There is a passage on page 29 I find particularly interesting where, following his example of Merzenich and the monkey’s, Carr states: “The brain is not the machine we once thought it to be. Though different regions are associated with different mental functions, the cellular components do not form permanent structures or play rigid roles. They’re flexible. They change with experience, circumstance, and need”. As Carr continues forward on this thought, how certain areas of the brain can increase or decrease in size depending on specific constant uses of things such as instruments, I can’t help but think to the future. Though throughout this book we see comparisons between how the author used to behave as a reader/writer compared to now with the modern day technologies, there is a constant comparison between the present and the past but less of a look towards the future. As our dependency on these advancements of today continue to separate us from the archaic techniques of yesterday, what lies ahead as these technologies continue to advance?

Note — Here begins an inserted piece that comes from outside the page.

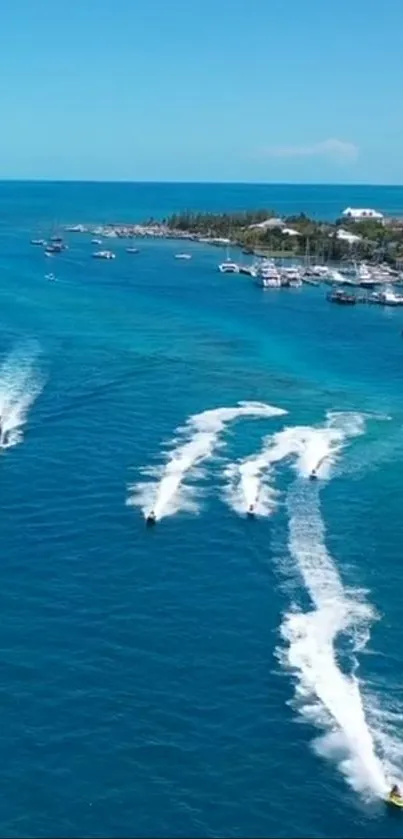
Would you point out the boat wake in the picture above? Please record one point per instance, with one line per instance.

This plasticity of the mind that allows us to adapt our brains can also be a potential hindrance in the way of forming bad habits. With debates already raging over the usefulness vs. harmfulness of computers, phones, etc. pertaining to our lifestyle changes and their effects over us, how will our habits continue to either deteriorate or evolve as these technologies become more and more advanced? Even 50 years ago, few people would have believed that within their lifetimes such a  thing as “Virtual Reality” could be a possibility, this Time article discusses the rise and continual surge of VR technology, how it is opening up new possibilities in our technological world. In another 50 years, there’s no telling what kind of advancements we’ll see and how these things will change our habits from what they are now and what they used to be 50 years ago.